If you have gross rents under £10,000 a year, you don’t have to do anything in the first instance. But if your revenue goes over that level, quarterly digital reporting becomes compulsory - and you can’t come out of the system unless you cease to have any such income, or it’s below £10,000 for three straight years. Effectively, sole traders will be in until they retire, landlords will be in until they sell their properties.
It’s important to note that the £10,000 is revenue or gross rents, not profit. So a sole trader with £12,000 of revenue and £9,000 of costs, making £3,000 of profit a year, must sign up, and so must a landlord with £13,000 of gross rents and £5,000 of costs. And if you’ve both sole trader income *and* rental income, it’s the total that’s important. So someone with £8,000 of sole trader revenue and a flat rented out for £500 a month must sign up - that’s £14,000 of income in total.

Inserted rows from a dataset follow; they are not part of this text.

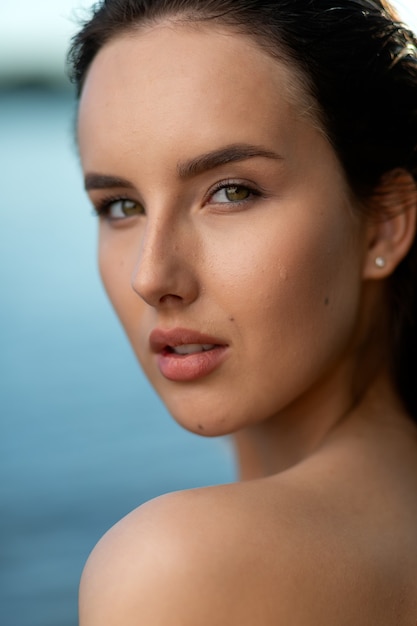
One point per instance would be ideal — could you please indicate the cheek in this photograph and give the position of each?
(116, 268)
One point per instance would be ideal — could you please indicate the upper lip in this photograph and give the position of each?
(161, 339)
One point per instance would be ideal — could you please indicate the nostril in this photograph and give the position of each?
(169, 297)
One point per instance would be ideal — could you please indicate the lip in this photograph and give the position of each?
(186, 367)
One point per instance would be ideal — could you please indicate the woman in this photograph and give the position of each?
(253, 166)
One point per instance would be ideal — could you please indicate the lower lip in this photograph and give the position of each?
(188, 367)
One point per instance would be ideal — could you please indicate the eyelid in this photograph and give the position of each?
(102, 207)
(254, 190)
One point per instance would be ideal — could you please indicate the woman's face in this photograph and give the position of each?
(228, 245)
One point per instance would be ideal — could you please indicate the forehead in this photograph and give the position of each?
(199, 83)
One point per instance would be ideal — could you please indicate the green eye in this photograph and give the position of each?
(121, 209)
(231, 193)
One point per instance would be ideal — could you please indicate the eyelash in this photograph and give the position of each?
(102, 209)
(253, 191)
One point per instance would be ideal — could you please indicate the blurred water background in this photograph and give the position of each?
(84, 439)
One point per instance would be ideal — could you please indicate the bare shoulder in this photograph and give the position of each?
(193, 557)
(249, 553)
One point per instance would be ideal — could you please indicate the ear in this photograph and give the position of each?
(392, 225)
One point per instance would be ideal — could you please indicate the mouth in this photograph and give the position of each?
(184, 355)
(191, 348)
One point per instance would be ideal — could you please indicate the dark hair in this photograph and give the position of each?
(358, 61)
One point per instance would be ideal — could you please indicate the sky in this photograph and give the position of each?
(35, 33)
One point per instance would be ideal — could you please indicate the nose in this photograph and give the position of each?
(165, 274)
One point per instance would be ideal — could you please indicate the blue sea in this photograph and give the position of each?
(84, 439)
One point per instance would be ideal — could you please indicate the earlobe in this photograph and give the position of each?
(392, 225)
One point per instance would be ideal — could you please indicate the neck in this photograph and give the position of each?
(275, 445)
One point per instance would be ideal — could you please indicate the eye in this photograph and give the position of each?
(119, 209)
(231, 193)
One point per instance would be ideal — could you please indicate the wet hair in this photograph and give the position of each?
(358, 63)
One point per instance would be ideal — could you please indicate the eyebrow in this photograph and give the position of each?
(222, 156)
(193, 167)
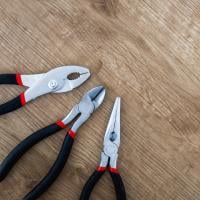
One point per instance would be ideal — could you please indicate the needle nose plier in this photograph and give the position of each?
(108, 157)
(80, 114)
(55, 81)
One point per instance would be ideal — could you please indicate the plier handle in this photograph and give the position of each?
(109, 158)
(80, 113)
(55, 81)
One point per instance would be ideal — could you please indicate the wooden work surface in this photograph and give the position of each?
(147, 52)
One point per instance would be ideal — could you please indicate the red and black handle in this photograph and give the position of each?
(25, 145)
(95, 177)
(18, 101)
(55, 170)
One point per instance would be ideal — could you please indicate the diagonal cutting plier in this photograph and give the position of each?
(80, 114)
(54, 81)
(109, 157)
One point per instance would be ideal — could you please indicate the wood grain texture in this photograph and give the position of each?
(147, 52)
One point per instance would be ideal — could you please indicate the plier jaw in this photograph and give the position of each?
(111, 144)
(54, 81)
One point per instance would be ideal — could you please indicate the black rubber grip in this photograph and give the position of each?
(8, 79)
(24, 146)
(54, 172)
(119, 186)
(89, 186)
(11, 105)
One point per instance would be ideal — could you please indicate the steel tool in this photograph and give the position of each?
(55, 81)
(109, 157)
(79, 114)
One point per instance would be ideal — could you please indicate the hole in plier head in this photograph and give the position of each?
(73, 76)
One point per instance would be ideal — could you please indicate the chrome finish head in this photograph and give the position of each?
(55, 81)
(112, 137)
(88, 104)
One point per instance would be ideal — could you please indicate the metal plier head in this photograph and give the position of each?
(56, 81)
(88, 104)
(111, 144)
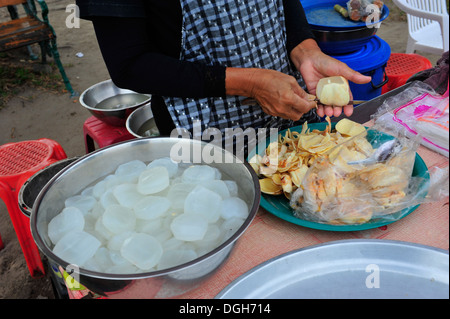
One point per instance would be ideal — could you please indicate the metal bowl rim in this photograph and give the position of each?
(81, 99)
(127, 122)
(48, 252)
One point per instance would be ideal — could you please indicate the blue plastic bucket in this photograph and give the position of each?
(370, 60)
(334, 33)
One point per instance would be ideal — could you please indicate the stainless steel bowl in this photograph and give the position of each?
(96, 165)
(110, 103)
(141, 122)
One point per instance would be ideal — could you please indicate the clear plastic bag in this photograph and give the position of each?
(421, 112)
(373, 176)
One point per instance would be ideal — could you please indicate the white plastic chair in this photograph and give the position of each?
(427, 25)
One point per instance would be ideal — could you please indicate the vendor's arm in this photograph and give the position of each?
(134, 63)
(313, 64)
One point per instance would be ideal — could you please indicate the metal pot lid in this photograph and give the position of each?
(348, 269)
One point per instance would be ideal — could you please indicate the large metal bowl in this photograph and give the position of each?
(90, 168)
(110, 103)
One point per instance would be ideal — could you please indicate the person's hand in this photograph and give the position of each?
(314, 65)
(278, 94)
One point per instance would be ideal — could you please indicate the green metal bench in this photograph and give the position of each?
(30, 29)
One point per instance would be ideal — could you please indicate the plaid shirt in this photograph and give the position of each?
(239, 33)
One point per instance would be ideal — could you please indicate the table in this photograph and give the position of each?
(268, 236)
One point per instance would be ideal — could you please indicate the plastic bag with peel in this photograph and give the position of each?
(370, 177)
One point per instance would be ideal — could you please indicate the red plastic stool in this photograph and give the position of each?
(18, 162)
(402, 66)
(103, 134)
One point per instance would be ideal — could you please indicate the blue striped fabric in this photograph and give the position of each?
(236, 33)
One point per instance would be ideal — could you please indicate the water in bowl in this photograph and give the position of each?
(121, 101)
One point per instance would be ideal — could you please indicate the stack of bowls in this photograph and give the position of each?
(112, 104)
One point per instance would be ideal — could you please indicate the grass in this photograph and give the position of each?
(15, 75)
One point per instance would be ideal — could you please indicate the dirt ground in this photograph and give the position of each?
(36, 113)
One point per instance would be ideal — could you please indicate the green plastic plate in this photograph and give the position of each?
(279, 205)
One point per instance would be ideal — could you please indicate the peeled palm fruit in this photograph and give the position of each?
(349, 128)
(333, 91)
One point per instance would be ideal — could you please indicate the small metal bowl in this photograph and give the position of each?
(141, 122)
(112, 104)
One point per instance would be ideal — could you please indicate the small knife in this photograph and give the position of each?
(250, 101)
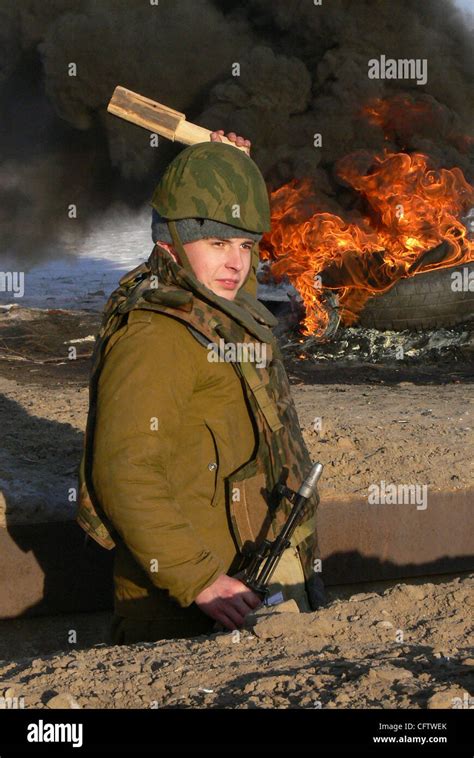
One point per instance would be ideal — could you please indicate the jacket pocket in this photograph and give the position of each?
(213, 466)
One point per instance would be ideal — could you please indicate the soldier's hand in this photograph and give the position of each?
(228, 601)
(232, 136)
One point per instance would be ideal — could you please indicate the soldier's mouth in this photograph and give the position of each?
(229, 284)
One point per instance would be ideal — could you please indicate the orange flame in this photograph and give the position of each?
(410, 209)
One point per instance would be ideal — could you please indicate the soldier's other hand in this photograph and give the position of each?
(228, 601)
(233, 137)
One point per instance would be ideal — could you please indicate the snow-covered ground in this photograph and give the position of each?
(85, 278)
(89, 274)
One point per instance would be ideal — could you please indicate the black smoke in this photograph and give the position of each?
(303, 70)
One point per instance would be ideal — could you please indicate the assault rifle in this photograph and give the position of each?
(263, 559)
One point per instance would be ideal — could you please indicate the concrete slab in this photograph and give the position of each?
(51, 568)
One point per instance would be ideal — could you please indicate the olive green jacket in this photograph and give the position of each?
(183, 454)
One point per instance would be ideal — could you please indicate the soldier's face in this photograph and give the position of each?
(220, 264)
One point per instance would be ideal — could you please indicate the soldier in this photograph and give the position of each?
(187, 433)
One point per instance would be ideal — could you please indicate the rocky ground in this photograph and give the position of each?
(408, 647)
(365, 421)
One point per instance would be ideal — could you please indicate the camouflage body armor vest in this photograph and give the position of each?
(256, 511)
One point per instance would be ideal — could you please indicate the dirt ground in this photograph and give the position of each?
(407, 647)
(406, 422)
(403, 647)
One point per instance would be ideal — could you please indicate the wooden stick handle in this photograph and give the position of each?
(159, 118)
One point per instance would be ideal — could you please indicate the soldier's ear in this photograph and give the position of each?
(169, 247)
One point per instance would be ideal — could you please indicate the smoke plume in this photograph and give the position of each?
(303, 71)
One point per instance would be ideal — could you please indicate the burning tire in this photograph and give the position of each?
(425, 301)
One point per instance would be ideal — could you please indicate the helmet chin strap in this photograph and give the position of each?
(179, 247)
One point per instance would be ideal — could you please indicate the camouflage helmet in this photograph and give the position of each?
(215, 181)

On the more generous side, if a couple own a rental property, then the £10,000 threshold is per owner - so if gross rents are £18,000, split 50/50, there’s no need to sign up to MTD (although, less generously, if the gross rents are £21,000, they will *both* have to make reports - a report is for a single individual). And if you’ve income that doesn’t have to be reported on a tax return at all (like rent a room income below £7,500) then that’s disregarded entirely when deciding if you have to sign up or not (although, if you’re in for some other reason, the rent a room income *does* have to be disclosed in the MTD reports!).
One thing that on the face of it seems problematic is that owners of Furnished Holiday Lettings (FHLs) will have to make a different report in more detail - but you don’t always know if your property qualifies as an FHL until after the end of the tax year! Presumably the suggestion will be to report as if it were an FHL. At least owners of those properties are pretty likely to already be in the habit of keeping decent contemporary accounting records.
There will be some practical problems. There’s supposed to be a digital link between the report you make and the underlying records. But what if the underlying records are necessarily kept in different places? Perhaps you own one property outright and 25% of an unconnected one with a group of other owners. You’re going to have to aggregate those figures somehow and then report them to HMRC. There’s a fudge called “bridging software” that can report from Excel records, not from accounting software, and it may come into play.
So, what should you do in terms of changing your record keeping? At the moment, probably nothing. Previous phases of MTD were repeatedly delayed; the general feeling is that this phase of MTD is 99% likely to happen, but maybe only 50% likely to happen in 2024 as planned. When it does happen, we’ll be helping clients set up a system that will work for them. FreeAgent have introduced a special version of their excellent bookkeeping software just for landlords, and for portfolio landlords who could actually benefit from more advanced tracking of multiple properties there are products like Hammock. And for very simple cases, it might be that Excel and bridging software is fine. For now, the important thing is just to know that it’s (almost certainly) going to happen!